In another passage, Ibrahimovic took issue with Ljungberg’s need to ride in a special bus during the Euro 2004 championships because of problems with his back.
“Who the fuck is he to come and play upper-class with us?” he wrote.
Just days after the book’s publication, Ibrahimovic chided Ljungberg further, telling reporters during a press conference prior to Sweden’s match against Denmark that “one of us had respect and one didn’t have respect”.
After days of silence regarding Ibrahimovic’s claims, Ljungberg, who now plays for Shimizu S-Pulse in Japan, has responded by attacking his former teammate for “sinking so low” as to use “bitchy comments” about Ljungberg and others to sell his book.

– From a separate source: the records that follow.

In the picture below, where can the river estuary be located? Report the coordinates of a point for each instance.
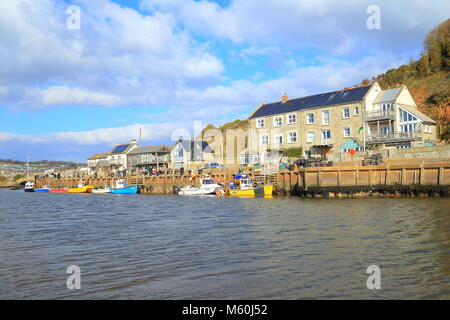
(172, 247)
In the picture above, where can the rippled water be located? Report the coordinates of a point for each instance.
(170, 247)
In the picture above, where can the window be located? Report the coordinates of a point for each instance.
(260, 123)
(292, 118)
(346, 113)
(346, 132)
(406, 116)
(326, 134)
(277, 121)
(408, 127)
(292, 136)
(326, 117)
(264, 139)
(278, 138)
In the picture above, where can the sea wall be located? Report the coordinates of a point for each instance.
(432, 179)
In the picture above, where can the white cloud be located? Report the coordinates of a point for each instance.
(339, 27)
(117, 52)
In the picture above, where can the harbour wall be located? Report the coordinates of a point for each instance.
(422, 180)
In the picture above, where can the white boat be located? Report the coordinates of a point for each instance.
(105, 189)
(207, 186)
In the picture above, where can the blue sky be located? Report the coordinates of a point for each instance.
(160, 65)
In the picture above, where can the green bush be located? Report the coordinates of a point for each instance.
(293, 152)
(18, 177)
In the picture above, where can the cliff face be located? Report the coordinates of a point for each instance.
(428, 78)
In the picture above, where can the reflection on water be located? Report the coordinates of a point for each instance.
(170, 247)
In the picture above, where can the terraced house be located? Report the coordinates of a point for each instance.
(354, 118)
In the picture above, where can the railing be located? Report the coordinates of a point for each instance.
(397, 136)
(381, 114)
(322, 142)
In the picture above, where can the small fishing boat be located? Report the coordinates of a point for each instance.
(29, 187)
(105, 189)
(207, 187)
(122, 187)
(81, 188)
(247, 189)
(60, 190)
(43, 189)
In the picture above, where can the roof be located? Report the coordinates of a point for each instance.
(417, 113)
(99, 156)
(388, 95)
(149, 149)
(319, 100)
(188, 145)
(121, 148)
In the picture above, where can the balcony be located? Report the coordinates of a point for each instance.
(394, 137)
(380, 115)
(322, 142)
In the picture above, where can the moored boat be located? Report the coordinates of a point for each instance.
(43, 189)
(29, 187)
(60, 190)
(247, 189)
(105, 189)
(122, 187)
(81, 188)
(207, 187)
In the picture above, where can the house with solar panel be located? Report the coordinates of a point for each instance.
(190, 154)
(114, 161)
(353, 118)
(149, 158)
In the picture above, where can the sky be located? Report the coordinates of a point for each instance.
(74, 83)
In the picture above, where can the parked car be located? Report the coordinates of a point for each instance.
(213, 165)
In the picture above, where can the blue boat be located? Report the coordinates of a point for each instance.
(29, 187)
(44, 189)
(123, 188)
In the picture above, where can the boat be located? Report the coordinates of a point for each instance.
(247, 189)
(60, 190)
(43, 189)
(29, 187)
(122, 187)
(105, 189)
(207, 187)
(81, 188)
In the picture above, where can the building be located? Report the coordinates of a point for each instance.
(113, 162)
(353, 118)
(148, 158)
(189, 154)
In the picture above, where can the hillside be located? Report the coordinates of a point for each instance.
(428, 80)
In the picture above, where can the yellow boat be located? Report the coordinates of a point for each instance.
(246, 189)
(81, 188)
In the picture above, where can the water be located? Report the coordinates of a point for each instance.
(171, 247)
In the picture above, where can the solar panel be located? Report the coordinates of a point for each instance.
(120, 148)
(318, 100)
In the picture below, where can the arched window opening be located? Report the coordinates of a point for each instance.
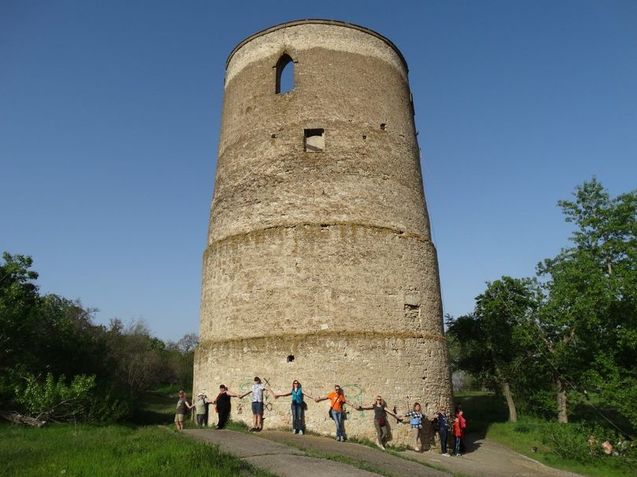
(284, 74)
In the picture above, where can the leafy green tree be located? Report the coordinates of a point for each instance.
(19, 302)
(493, 342)
(54, 399)
(588, 323)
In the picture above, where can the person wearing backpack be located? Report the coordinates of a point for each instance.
(201, 409)
(298, 405)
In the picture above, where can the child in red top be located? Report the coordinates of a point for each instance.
(457, 435)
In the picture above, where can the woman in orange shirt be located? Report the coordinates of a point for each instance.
(337, 401)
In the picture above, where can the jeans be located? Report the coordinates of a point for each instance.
(338, 420)
(456, 445)
(443, 439)
(381, 432)
(297, 416)
(223, 418)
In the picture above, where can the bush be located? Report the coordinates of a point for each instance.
(53, 399)
(583, 443)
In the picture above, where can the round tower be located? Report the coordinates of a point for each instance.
(319, 264)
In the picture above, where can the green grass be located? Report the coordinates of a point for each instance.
(67, 450)
(487, 416)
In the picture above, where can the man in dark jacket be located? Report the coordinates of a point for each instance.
(443, 430)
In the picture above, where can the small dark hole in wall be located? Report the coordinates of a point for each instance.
(412, 312)
(314, 140)
(284, 74)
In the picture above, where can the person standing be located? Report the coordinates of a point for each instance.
(379, 406)
(463, 427)
(183, 406)
(223, 405)
(258, 390)
(201, 406)
(298, 406)
(457, 435)
(443, 431)
(415, 421)
(337, 410)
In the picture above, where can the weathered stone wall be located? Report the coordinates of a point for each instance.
(325, 256)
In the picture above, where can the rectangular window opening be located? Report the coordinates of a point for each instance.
(314, 140)
(412, 312)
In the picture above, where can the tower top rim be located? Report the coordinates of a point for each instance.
(317, 21)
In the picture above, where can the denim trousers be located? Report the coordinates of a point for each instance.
(443, 439)
(338, 420)
(457, 445)
(297, 416)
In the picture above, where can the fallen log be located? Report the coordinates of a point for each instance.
(21, 419)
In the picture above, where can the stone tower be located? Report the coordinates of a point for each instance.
(319, 264)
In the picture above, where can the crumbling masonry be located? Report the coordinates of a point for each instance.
(320, 265)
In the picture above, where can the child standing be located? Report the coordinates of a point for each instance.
(297, 406)
(457, 436)
(183, 406)
(443, 431)
(201, 406)
(379, 406)
(258, 390)
(415, 420)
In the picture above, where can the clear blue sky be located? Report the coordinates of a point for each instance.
(109, 121)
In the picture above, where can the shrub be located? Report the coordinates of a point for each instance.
(53, 399)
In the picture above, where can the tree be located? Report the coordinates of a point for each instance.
(588, 323)
(493, 341)
(19, 301)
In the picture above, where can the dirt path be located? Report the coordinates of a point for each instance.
(285, 454)
(486, 459)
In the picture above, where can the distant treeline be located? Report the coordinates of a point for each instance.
(56, 364)
(564, 342)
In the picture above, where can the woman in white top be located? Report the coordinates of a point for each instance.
(257, 391)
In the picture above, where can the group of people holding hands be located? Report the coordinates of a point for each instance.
(443, 422)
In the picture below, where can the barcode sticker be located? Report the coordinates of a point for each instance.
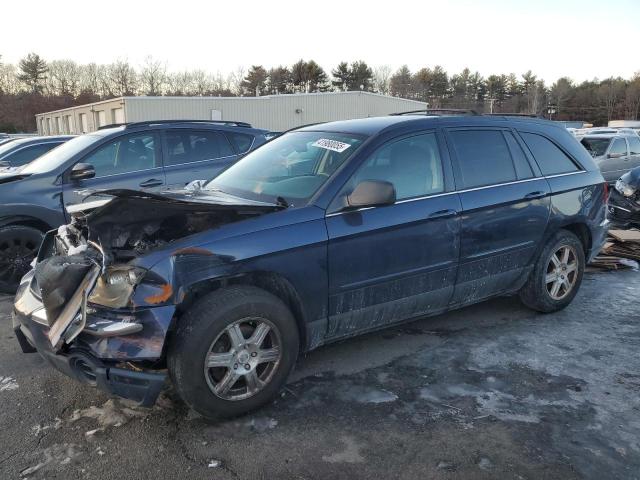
(333, 145)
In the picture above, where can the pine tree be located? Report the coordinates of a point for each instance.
(33, 72)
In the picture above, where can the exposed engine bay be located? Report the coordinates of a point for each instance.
(98, 245)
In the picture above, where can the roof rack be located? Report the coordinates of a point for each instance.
(439, 111)
(226, 123)
(528, 115)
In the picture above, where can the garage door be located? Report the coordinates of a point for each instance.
(117, 115)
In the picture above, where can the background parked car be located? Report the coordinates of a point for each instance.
(614, 153)
(146, 156)
(24, 150)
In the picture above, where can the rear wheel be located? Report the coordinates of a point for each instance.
(18, 247)
(557, 275)
(232, 351)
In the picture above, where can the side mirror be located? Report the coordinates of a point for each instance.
(82, 171)
(371, 193)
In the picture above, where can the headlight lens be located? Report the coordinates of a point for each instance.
(115, 287)
(625, 189)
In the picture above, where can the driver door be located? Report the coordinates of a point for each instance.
(128, 162)
(390, 263)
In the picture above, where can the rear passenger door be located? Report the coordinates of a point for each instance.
(505, 208)
(195, 155)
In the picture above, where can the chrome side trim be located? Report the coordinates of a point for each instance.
(475, 189)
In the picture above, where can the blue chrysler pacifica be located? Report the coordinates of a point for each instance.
(325, 232)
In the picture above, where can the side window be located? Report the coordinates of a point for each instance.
(184, 146)
(523, 169)
(412, 165)
(241, 141)
(551, 160)
(634, 145)
(619, 146)
(128, 154)
(28, 154)
(483, 157)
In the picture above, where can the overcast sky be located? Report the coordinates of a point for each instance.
(581, 39)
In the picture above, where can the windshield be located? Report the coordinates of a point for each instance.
(56, 157)
(596, 146)
(291, 167)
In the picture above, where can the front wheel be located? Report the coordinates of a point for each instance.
(557, 275)
(232, 351)
(18, 247)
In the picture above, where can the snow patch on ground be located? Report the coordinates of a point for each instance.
(351, 453)
(362, 394)
(113, 413)
(8, 383)
(54, 456)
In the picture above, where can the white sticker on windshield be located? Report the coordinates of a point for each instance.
(334, 145)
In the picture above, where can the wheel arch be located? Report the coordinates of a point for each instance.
(581, 230)
(271, 282)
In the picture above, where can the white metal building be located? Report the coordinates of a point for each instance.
(273, 112)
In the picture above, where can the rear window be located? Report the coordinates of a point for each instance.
(483, 158)
(241, 141)
(595, 146)
(551, 160)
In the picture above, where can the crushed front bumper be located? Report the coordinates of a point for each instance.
(96, 360)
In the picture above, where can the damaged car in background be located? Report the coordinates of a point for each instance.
(624, 202)
(318, 235)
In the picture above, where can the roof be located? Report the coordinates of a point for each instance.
(375, 125)
(40, 139)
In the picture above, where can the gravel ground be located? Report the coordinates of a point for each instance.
(491, 391)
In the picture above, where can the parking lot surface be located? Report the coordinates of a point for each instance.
(491, 391)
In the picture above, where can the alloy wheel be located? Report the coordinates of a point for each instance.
(562, 272)
(243, 359)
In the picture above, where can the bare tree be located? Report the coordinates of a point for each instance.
(123, 78)
(381, 79)
(9, 83)
(152, 76)
(33, 72)
(235, 80)
(64, 78)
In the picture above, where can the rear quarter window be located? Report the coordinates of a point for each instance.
(550, 158)
(241, 141)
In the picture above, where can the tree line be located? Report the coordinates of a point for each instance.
(35, 85)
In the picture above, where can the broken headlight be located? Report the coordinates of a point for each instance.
(115, 287)
(625, 189)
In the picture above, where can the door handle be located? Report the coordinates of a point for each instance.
(534, 195)
(152, 182)
(443, 214)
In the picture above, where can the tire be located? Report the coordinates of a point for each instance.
(541, 292)
(206, 332)
(18, 247)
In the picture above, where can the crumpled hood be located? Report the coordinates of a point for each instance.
(132, 222)
(11, 174)
(632, 178)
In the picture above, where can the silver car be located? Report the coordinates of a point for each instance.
(614, 153)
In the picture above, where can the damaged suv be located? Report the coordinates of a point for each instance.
(321, 234)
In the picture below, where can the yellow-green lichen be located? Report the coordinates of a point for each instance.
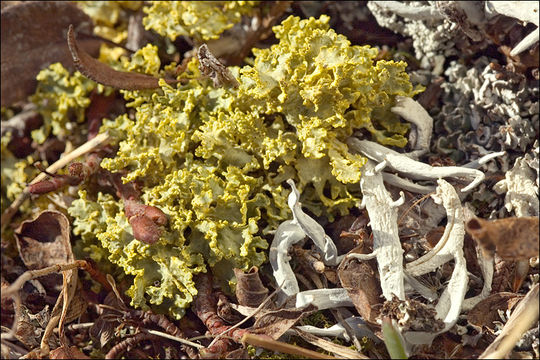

“Personally, if I have a problem with people I take it face to face. But clearly, everyone is different. He wrote a book instead,” Ljungberg told Expressen.
Speaking with the Aftonbladet tabloid, Ljungberg described the relationship between him and Ibrahimovic as one of “professional footballers”, although he admitted that they “weren’t always in agreement”.
He emphasized, however, that he didn’t want to engage in mudslinging via the media.
“He can stand for what he said. I’m not going to get into it,” Ljungberg told Aftonbladet.
In addition to the accusations about Ljungberg, the Ibrahimovic autobiography also includes details about his falling out with Barcelona coach Pep Guardiola.
“I yelled at him ‘You have no balls!’ and probably worse things than that,” Ibrahimovic wrote.
Ibrahimovic left Italian club Inter for Spain’s Barcelona in 2009, but despite the €69 million ($95 million) transfer, his tenure at the club proved short lived.
The following season, Ibrahimovic left the Spanish championship club and returned to Italy to play for AC Milan.